Fiquem atentos às orientações sobre o uso de celular na escola!

IGUALDADE RACIAL NA LEGISLAÇÃO BRASILEIRA

Prof. J. A. Lucas Guimarães *

┘✢┌

O racismo é crime! Isso somente é possível afirmar porque a legislação brasileira prescreve leis específicas com a finalidade de combater o racismo e promover a igualdade racial. O marco legal e fundamental à garantia da igualdade de direitos e combate de práticas discriminatórias em todas as esferas da sociedade é a Constituição Federal de 1988 (CF/1988), também chamada de “Constituição Cidadã”. E não é difícil de entender o motivo de lhe conferirem esse apelido. Ela inscreve a cidadania a dignidade da pessoa humana, como parte dos fundamentos do Estado Democrático de Direito brasileiro (Art. 1º, incisos II e III). Conforme sinaliza o Preâmbulo constitucional quanto à instituição do Estado Democrático brasileiro, como destinado a assegurar o exercício dos direitos sociais e individuais, a liberdade, a segurança, o bem-estar, o desenvolvimento, a igualdade e a justiça valores supremos de uma sociedade fraterna, pluralista e sem preconceitos”, subentende-se como exercício da cidadania e em defesa dela. Portanto, a cidadania é uma condição unicamente de naturalidade, que não comporta em si níveis de status à distinção de classe de cidadania ou entre cidadãos, mas nivelamento, isto é, sem preconceitos de origem” (Art. 3º, inciso IV) dada à sua natureza, como acesso imediato ao seu exercício pleno.
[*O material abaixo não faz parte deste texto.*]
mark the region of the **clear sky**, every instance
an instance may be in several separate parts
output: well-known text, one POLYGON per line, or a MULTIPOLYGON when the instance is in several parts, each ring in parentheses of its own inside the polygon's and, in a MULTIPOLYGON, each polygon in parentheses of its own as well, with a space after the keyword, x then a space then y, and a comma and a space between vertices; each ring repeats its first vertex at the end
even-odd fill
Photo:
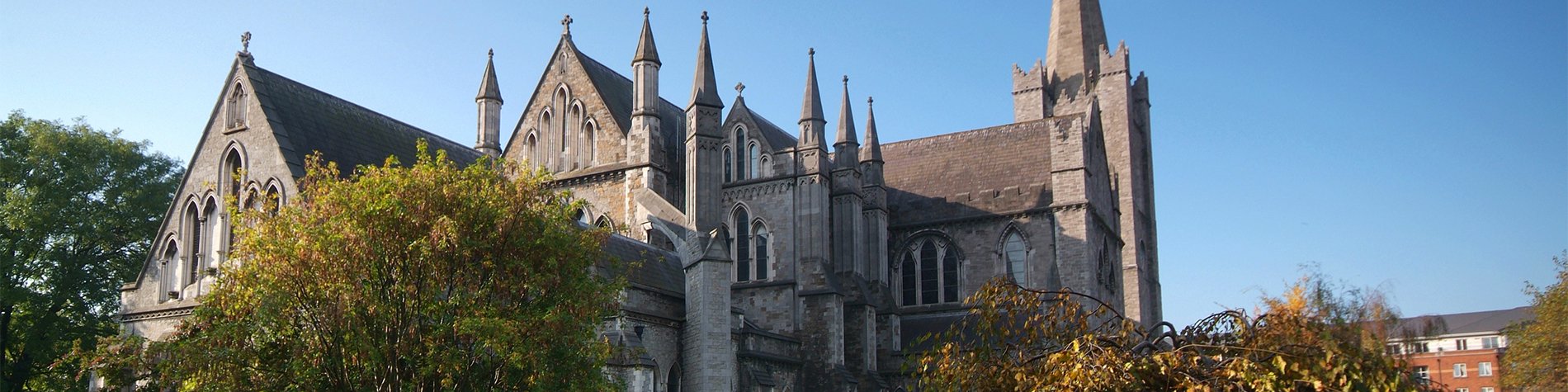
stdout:
MULTIPOLYGON (((240 33, 259 66, 474 143, 485 52, 521 114, 572 14, 629 74, 643 3, 8 2, 0 110, 122 129, 188 160, 240 33)), ((1011 122, 1014 63, 1044 56, 1049 2, 651 3, 662 96, 690 100, 702 9, 724 102, 800 113, 817 49, 877 97, 884 141, 1011 122)), ((1151 80, 1167 318, 1251 307, 1317 263, 1406 315, 1527 304, 1568 248, 1568 3, 1105 2, 1151 80)), ((856 113, 864 121, 864 113, 856 113)), ((829 124, 833 125, 833 124, 829 124)))

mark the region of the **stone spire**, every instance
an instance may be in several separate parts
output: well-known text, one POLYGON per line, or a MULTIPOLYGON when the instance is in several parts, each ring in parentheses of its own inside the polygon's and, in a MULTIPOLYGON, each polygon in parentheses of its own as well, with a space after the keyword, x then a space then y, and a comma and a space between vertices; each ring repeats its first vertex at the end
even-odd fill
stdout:
POLYGON ((485 60, 485 77, 480 78, 480 94, 474 99, 494 99, 495 102, 503 102, 500 99, 500 83, 495 82, 495 50, 489 50, 489 58, 485 60))
POLYGON ((881 141, 877 140, 877 113, 872 111, 872 97, 866 97, 866 144, 861 147, 861 162, 883 162, 881 141))
POLYGON ((489 50, 485 60, 485 77, 480 78, 480 94, 474 97, 478 103, 478 141, 474 149, 485 155, 500 155, 500 83, 495 82, 495 50, 489 50))
POLYGON ((707 49, 707 11, 702 11, 702 42, 696 47, 696 77, 691 80, 691 105, 723 108, 718 82, 713 82, 713 53, 707 49))
MULTIPOLYGON (((704 45, 706 47, 706 45, 704 45)), ((637 39, 637 55, 632 56, 632 63, 637 61, 652 61, 659 63, 659 50, 654 49, 654 28, 648 25, 648 8, 643 8, 643 36, 637 39)))
POLYGON ((844 75, 844 100, 839 103, 839 135, 833 141, 833 151, 836 166, 859 166, 861 144, 855 141, 855 111, 850 108, 850 75, 844 75))
MULTIPOLYGON (((826 119, 823 119, 823 116, 822 116, 822 93, 817 93, 817 49, 808 50, 806 56, 808 56, 808 60, 806 60, 806 99, 804 99, 804 102, 800 103, 800 122, 801 124, 804 124, 808 121, 826 122, 826 119)), ((803 135, 801 135, 800 141, 801 141, 803 146, 822 146, 822 144, 826 144, 826 140, 822 136, 822 129, 820 127, 817 127, 815 132, 812 132, 812 129, 808 127, 801 133, 803 135)))
MULTIPOLYGON (((1051 2, 1051 47, 1046 69, 1058 82, 1076 85, 1099 71, 1099 49, 1105 45, 1105 20, 1099 0, 1051 2)), ((1077 86, 1063 86, 1077 88, 1077 86)))

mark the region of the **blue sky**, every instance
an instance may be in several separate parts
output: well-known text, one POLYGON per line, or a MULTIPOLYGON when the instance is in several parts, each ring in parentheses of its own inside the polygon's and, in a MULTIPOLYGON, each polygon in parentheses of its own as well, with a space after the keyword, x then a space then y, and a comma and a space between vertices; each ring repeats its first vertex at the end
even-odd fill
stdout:
MULTIPOLYGON (((85 116, 188 160, 251 31, 257 64, 472 143, 488 49, 510 130, 563 14, 582 50, 627 74, 641 6, 11 2, 0 110, 85 116)), ((856 111, 877 97, 884 141, 1010 122, 1011 66, 1044 56, 1049 20, 1047 2, 649 6, 671 102, 690 99, 707 9, 718 83, 746 83, 748 107, 792 122, 815 47, 826 91, 848 74, 856 111)), ((1104 14, 1151 80, 1171 321, 1251 307, 1303 263, 1408 315, 1523 306, 1524 281, 1552 279, 1568 248, 1568 3, 1135 0, 1104 14)))

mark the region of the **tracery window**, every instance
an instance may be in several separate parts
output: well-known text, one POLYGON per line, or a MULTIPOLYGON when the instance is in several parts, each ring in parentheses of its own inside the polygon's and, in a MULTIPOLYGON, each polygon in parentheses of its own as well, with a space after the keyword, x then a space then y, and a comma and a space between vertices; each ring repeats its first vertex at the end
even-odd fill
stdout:
POLYGON ((1002 262, 1007 263, 1007 278, 1016 284, 1024 284, 1029 251, 1024 246, 1024 235, 1018 229, 1008 229, 1002 240, 1002 262))
POLYGON ((956 303, 958 257, 958 248, 936 235, 909 241, 898 257, 903 304, 956 303))
POLYGON ((746 165, 751 166, 751 174, 746 177, 762 177, 762 162, 759 162, 759 158, 762 158, 762 152, 757 149, 757 143, 753 141, 751 146, 746 147, 746 165))

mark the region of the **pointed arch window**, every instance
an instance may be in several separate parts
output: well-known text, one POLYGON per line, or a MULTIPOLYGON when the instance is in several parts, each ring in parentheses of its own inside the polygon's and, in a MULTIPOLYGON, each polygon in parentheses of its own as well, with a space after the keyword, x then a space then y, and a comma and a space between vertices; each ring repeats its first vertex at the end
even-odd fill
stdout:
POLYGON ((958 248, 942 237, 927 235, 909 241, 898 257, 903 304, 956 303, 958 263, 958 248))
MULTIPOLYGON (((742 154, 740 152, 740 146, 746 146, 745 140, 746 140, 746 129, 737 125, 735 127, 735 154, 742 154)), ((735 157, 735 180, 745 180, 745 179, 746 179, 746 160, 742 158, 742 157, 735 157)))
POLYGON ((724 146, 724 182, 735 180, 735 154, 724 146))
POLYGON ((245 113, 246 105, 249 105, 249 94, 245 93, 245 85, 240 82, 234 83, 229 93, 227 110, 224 111, 224 124, 227 129, 243 129, 246 124, 245 113))
POLYGON ((735 256, 735 281, 751 281, 751 213, 746 207, 735 207, 735 220, 729 227, 735 227, 735 241, 729 251, 735 256))
POLYGON ((757 143, 753 141, 751 146, 746 147, 746 166, 751 168, 751 174, 746 177, 750 179, 762 177, 760 158, 762 158, 762 151, 757 147, 757 143))
POLYGON ((1013 279, 1014 284, 1024 284, 1027 259, 1024 235, 1018 234, 1018 229, 1008 229, 1002 240, 1002 262, 1007 263, 1007 278, 1013 279))

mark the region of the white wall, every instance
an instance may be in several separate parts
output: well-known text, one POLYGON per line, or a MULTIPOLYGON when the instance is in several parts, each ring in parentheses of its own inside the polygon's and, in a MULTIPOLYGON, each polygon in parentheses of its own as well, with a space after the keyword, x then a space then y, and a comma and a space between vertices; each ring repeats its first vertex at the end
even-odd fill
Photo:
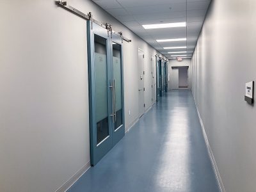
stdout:
POLYGON ((179 67, 179 86, 188 87, 188 68, 179 67))
POLYGON ((193 93, 227 192, 255 191, 256 1, 214 0, 193 57, 193 93))
MULTIPOLYGON (((91 1, 68 3, 132 40, 124 44, 129 128, 138 115, 138 48, 146 74, 157 52, 91 1)), ((90 162, 86 21, 44 0, 2 0, 0 16, 0 191, 54 191, 90 162)))
MULTIPOLYGON (((192 86, 192 81, 191 81, 191 59, 184 59, 181 61, 178 61, 177 60, 169 60, 169 65, 168 65, 168 71, 170 75, 170 81, 172 81, 172 78, 175 77, 173 74, 173 69, 172 67, 182 67, 182 66, 188 66, 188 88, 191 89, 192 86)), ((175 77, 176 78, 176 77, 175 77)), ((176 79, 173 79, 173 81, 176 81, 176 79)), ((179 79, 177 79, 179 81, 179 79)), ((171 82, 169 82, 169 84, 170 86, 168 86, 169 90, 172 90, 173 88, 171 86, 171 82)))

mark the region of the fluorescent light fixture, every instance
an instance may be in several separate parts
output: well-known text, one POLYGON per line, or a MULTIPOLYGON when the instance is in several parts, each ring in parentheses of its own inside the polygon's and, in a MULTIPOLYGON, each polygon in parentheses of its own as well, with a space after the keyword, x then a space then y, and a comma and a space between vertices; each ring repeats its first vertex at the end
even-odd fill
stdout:
POLYGON ((186 38, 180 38, 158 39, 156 41, 157 42, 181 42, 186 40, 187 40, 186 38))
POLYGON ((146 29, 170 28, 180 28, 180 27, 186 27, 186 22, 162 23, 162 24, 150 24, 150 25, 142 25, 142 26, 146 29))
POLYGON ((187 47, 164 47, 164 49, 186 49, 187 47))
POLYGON ((187 56, 187 54, 177 54, 177 55, 171 55, 171 57, 182 57, 182 56, 187 56))
POLYGON ((168 52, 168 53, 186 53, 187 51, 168 52))

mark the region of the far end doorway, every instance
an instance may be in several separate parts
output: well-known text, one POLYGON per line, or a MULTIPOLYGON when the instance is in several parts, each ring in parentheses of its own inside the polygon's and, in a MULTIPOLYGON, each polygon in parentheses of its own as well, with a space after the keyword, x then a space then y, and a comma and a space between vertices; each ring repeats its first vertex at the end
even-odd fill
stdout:
POLYGON ((188 66, 172 67, 170 89, 188 88, 188 66))

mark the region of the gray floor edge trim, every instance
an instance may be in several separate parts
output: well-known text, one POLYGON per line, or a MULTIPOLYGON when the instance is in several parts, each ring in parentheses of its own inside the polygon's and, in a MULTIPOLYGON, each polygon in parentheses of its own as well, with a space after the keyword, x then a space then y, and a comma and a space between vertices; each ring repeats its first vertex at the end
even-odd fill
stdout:
POLYGON ((71 186, 76 183, 76 182, 83 176, 83 174, 91 167, 90 161, 84 164, 78 172, 77 172, 70 179, 66 181, 61 186, 60 186, 55 192, 65 192, 71 186))
POLYGON ((212 153, 212 148, 211 148, 211 147, 210 146, 210 143, 209 143, 209 141, 208 141, 207 135, 206 134, 205 129, 204 128, 204 123, 203 123, 203 121, 202 120, 202 118, 201 118, 201 115, 200 115, 200 114, 199 113, 198 108, 197 108, 196 103, 195 102, 194 96, 193 97, 194 99, 194 102, 195 102, 195 104, 196 108, 197 114, 198 115, 199 121, 200 121, 200 124, 201 124, 201 128, 202 128, 202 131, 203 132, 204 140, 205 141, 205 144, 206 144, 206 146, 207 146, 207 151, 208 151, 208 154, 209 154, 209 156, 210 157, 210 159, 211 159, 211 162, 212 163, 212 167, 214 168, 215 177, 216 177, 216 179, 217 179, 217 181, 218 181, 218 186, 219 186, 219 188, 220 188, 220 191, 221 192, 225 192, 224 185, 223 185, 223 183, 222 182, 221 177, 220 176, 219 169, 218 168, 217 163, 216 163, 216 162, 215 161, 215 158, 214 158, 214 156, 213 155, 213 153, 212 153))

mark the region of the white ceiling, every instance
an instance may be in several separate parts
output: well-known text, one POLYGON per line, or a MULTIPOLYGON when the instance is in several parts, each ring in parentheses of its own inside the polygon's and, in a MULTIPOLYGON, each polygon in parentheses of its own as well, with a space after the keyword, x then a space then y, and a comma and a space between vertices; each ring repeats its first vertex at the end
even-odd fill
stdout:
POLYGON ((92 0, 168 58, 168 52, 191 54, 211 0, 92 0), (141 25, 186 22, 186 28, 145 29, 141 25), (157 42, 157 39, 187 38, 187 41, 157 42), (187 46, 184 49, 164 47, 187 46))

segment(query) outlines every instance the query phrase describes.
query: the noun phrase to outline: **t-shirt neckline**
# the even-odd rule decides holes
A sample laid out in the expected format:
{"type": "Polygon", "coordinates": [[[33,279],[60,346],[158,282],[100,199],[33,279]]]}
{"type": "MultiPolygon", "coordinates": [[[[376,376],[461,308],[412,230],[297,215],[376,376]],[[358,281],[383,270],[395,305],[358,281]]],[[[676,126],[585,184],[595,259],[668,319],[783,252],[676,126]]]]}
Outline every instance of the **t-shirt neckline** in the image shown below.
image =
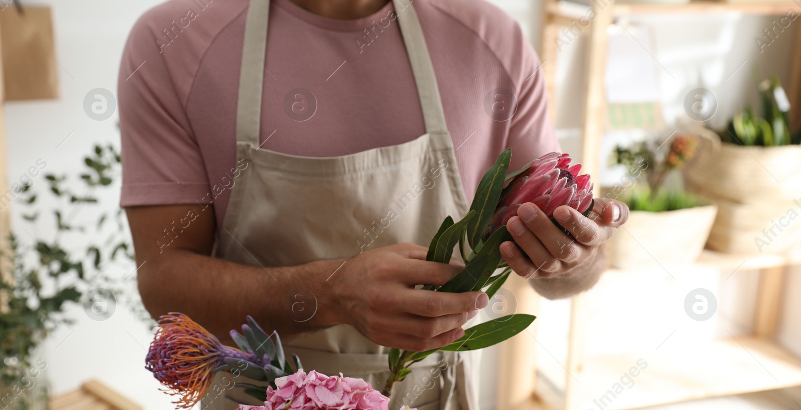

Observa-se pelo Preâmbulo” constitucional, que a igualdade racial é prevista por estar vinculada a um dos valores fundamentais, ou seja: o exercício da igualdade como valor supremo de uma sociedade fraterna, pluralista e sem preconceito. Esse é o entendimento, principalmente, quando relacionado aos fundamentos pétreos constitucionais brasileiros antirracistas, a saber:
– Do Estado Democrático de Direito: a cidadania a dignidade da pessoa humana (Art. 1º, incisos II e III).
II – Dos objetivos fundamentais da nação: promover o bem de todos, sem preconceitos de origem, raça, sexo, cor, idade e quaisquer outras formas de discriminação (Art. 3, inciso IV).
III – Dos princípios que regem as relações internacionais: prevalência dos direitos humanos e repúdio ao terrorismo e ao racismo(Art. 4º, incisos II e VIII).
IV – Dos direitos e deveres individuais e coletivos: Todos são iguais perante a lei, sem distinção de qualquer natureza, garantindo-se aos brasileiros [...] a inviolabilidade do direito à vida, à liberdade, à igualdade, à segurança e à propriedade(Art. 5º).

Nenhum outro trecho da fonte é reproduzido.